MyFitnessPal can track how many kilojoules you've consumed and how many you've burned on a daily basis, as well as whether you've consumed enough fibre, calcium and iron or whether you're over-doing the salt. To reap such rewards, however, you have to be committed to data entry. You can enter foods by drawing them from a database, scanning barcodes or entering your own info. Or enter recipes and it will calculate the number of kilojoules per serve.
There are apps that can quantify how stressed you are (such as the questionnaire-based Stress Check app) and how long it is likely to be before the caffeine you've consumed so far today is completely out of your system (Caffeine Zone 2 Lite).
There are also exercise-focused tracking apps, such as RunKeeper, that you can use to help maintain a pace during runs or walks, map where you've been or simply to track the number of steps you take. Others, such as Runtastic, even include cheering sounds.
Some monitoring apps, however, promise rather more than the technology can deliver. Meal Snap, for example, claims if you take a photo of what you're eating, it will "magically tell you what food was in your meal" and estimate how many kilojoules are in it.
So far, it has mistaken my coffee for hot chocolate and my pretzels for something called "heart muruku", and questioned whether a pastry being eaten by a colleague was actually food. Mind you, when I turned an objective eye on that lumpy thing, I could see its point. Meal Snap's value seems to be more in amusement.
Then there's Skin Scan, which promises to take photos of your moles and freckles and create a skin cancer risk assessment, but user reviews are scathing. Skin Scanner, on the other hand, keeps things more real: it's simply a means to document your freckles and moles, and monitor any changes over time.
So, self-quantify away and see if you can effect positive change. At the same time, buyer beware, or at least moderate expectations.

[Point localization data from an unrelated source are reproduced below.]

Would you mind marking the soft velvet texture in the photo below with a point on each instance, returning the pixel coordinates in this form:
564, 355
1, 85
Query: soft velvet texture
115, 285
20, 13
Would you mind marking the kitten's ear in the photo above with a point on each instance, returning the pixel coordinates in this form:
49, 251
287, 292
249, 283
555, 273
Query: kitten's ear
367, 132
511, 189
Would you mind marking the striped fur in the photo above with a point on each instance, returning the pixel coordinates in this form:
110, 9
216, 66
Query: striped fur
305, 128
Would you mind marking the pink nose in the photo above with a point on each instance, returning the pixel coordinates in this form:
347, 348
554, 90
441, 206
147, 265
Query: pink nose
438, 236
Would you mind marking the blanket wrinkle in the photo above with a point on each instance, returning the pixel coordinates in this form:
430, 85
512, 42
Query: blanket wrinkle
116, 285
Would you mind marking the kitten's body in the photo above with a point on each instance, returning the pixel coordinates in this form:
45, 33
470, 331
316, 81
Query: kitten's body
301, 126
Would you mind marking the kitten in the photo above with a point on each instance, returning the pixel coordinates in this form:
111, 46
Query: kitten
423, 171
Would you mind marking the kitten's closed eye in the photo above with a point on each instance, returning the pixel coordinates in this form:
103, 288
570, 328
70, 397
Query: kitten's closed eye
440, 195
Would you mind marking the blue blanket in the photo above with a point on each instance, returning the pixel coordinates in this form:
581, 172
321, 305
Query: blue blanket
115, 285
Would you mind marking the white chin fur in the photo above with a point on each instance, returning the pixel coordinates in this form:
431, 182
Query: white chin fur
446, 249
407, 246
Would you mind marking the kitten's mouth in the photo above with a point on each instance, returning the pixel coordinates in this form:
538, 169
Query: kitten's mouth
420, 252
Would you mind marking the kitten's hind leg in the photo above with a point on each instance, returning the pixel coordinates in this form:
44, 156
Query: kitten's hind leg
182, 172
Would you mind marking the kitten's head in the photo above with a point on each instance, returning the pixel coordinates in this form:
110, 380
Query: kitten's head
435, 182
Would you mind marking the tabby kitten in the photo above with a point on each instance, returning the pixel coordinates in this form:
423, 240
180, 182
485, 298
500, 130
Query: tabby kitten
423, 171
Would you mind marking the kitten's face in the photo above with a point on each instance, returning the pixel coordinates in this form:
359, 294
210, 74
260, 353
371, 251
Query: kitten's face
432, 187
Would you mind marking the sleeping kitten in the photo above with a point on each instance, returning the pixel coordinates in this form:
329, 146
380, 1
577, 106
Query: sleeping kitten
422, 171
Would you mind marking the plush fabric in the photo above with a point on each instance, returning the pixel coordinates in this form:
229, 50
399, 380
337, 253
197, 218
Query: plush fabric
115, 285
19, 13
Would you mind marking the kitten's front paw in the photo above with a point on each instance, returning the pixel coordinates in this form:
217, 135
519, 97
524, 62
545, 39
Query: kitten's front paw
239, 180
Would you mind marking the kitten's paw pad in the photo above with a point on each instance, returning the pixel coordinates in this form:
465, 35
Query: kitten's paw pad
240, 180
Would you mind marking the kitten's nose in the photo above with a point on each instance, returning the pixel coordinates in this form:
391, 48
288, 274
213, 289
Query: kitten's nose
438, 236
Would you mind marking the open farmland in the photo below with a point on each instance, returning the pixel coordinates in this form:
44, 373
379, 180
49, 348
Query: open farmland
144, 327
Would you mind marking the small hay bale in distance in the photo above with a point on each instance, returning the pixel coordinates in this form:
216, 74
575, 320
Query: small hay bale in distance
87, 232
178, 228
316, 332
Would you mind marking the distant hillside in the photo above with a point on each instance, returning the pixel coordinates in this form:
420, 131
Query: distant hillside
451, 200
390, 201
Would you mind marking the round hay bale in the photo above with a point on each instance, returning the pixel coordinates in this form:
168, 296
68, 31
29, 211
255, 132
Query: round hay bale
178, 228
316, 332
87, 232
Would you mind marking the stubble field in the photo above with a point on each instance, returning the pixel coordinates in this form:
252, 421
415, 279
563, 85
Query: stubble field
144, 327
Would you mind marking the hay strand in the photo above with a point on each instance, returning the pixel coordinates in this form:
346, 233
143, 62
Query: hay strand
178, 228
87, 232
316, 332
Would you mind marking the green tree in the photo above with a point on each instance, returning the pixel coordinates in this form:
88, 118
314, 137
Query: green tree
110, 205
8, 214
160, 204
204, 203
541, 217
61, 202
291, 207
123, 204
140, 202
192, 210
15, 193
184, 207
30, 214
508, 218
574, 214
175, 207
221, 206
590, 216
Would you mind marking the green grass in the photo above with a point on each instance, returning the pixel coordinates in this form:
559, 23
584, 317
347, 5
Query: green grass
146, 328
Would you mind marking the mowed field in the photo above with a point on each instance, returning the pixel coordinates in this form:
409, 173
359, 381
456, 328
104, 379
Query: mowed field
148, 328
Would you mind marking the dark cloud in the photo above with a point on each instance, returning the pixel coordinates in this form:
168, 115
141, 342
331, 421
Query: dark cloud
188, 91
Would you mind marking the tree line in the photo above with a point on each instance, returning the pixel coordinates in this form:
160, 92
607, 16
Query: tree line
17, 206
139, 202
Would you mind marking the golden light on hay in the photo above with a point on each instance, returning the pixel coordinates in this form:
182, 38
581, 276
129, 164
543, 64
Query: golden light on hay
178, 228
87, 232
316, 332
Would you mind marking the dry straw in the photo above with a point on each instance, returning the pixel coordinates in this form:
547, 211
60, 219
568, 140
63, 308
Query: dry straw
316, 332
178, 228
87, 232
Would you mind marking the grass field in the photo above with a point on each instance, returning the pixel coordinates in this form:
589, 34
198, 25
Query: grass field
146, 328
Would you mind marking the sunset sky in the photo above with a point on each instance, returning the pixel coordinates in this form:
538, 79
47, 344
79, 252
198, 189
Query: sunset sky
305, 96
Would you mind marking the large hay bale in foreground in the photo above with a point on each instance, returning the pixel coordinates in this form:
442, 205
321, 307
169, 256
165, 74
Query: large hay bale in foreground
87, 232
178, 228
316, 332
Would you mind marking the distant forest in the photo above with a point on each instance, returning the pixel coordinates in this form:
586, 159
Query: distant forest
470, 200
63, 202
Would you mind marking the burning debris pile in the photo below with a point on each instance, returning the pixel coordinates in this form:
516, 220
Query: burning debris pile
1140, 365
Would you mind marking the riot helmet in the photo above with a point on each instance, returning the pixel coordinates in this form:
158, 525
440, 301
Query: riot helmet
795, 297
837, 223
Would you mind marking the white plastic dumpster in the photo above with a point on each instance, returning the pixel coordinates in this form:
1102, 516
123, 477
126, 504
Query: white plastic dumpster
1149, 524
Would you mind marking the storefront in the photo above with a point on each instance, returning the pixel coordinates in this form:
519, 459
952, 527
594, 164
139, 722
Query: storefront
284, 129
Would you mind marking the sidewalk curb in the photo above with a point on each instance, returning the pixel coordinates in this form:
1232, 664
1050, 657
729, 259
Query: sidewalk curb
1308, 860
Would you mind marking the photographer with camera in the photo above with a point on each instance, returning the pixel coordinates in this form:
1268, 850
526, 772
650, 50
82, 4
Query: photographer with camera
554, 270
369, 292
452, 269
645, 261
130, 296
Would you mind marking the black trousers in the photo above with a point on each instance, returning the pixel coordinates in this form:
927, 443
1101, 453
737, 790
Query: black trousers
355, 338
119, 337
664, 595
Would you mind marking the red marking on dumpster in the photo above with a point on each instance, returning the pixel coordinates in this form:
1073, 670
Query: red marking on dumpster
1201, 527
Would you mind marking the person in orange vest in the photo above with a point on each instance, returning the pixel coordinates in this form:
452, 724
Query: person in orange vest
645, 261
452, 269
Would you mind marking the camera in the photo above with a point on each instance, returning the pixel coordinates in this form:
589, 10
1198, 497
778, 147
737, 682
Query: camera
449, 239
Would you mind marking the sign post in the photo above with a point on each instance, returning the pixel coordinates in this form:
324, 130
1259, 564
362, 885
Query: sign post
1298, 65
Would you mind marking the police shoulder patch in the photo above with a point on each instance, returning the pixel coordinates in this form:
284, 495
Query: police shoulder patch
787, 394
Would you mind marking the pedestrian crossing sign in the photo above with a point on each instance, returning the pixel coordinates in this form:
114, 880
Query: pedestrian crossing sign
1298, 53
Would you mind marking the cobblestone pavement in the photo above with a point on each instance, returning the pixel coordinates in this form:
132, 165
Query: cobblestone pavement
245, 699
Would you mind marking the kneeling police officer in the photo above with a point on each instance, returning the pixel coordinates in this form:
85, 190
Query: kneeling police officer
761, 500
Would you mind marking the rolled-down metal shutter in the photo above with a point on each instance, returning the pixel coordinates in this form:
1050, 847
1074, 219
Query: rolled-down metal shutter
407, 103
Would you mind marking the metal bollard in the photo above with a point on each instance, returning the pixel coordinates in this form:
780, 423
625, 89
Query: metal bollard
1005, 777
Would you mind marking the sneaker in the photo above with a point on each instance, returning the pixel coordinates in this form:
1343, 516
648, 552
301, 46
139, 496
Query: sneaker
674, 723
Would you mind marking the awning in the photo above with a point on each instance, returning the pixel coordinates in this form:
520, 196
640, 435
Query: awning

Apps are clever, but they're not magic.
1. Sleep Cycle (99 cents) Does what it says, easy to use, oddly fascinating.
2. Stress Check (free) Questionnaire-based, easy to use, a bit limited.
3. Meal Snap ($2.99) Amusing, if not actually useful.
4. RunKeeper (free) Sophisticated and motivating.
5. Skin Scanner (99 cents) Does not overpromise (unlike some of its competitors).
6. Caffeine Zone 2 Lite (free) Briefly enlightening.
7. MyFitnessPal (free) Best suited to obsessives.
8. Runtastic (free) Well-rated, suited to those who like external approval.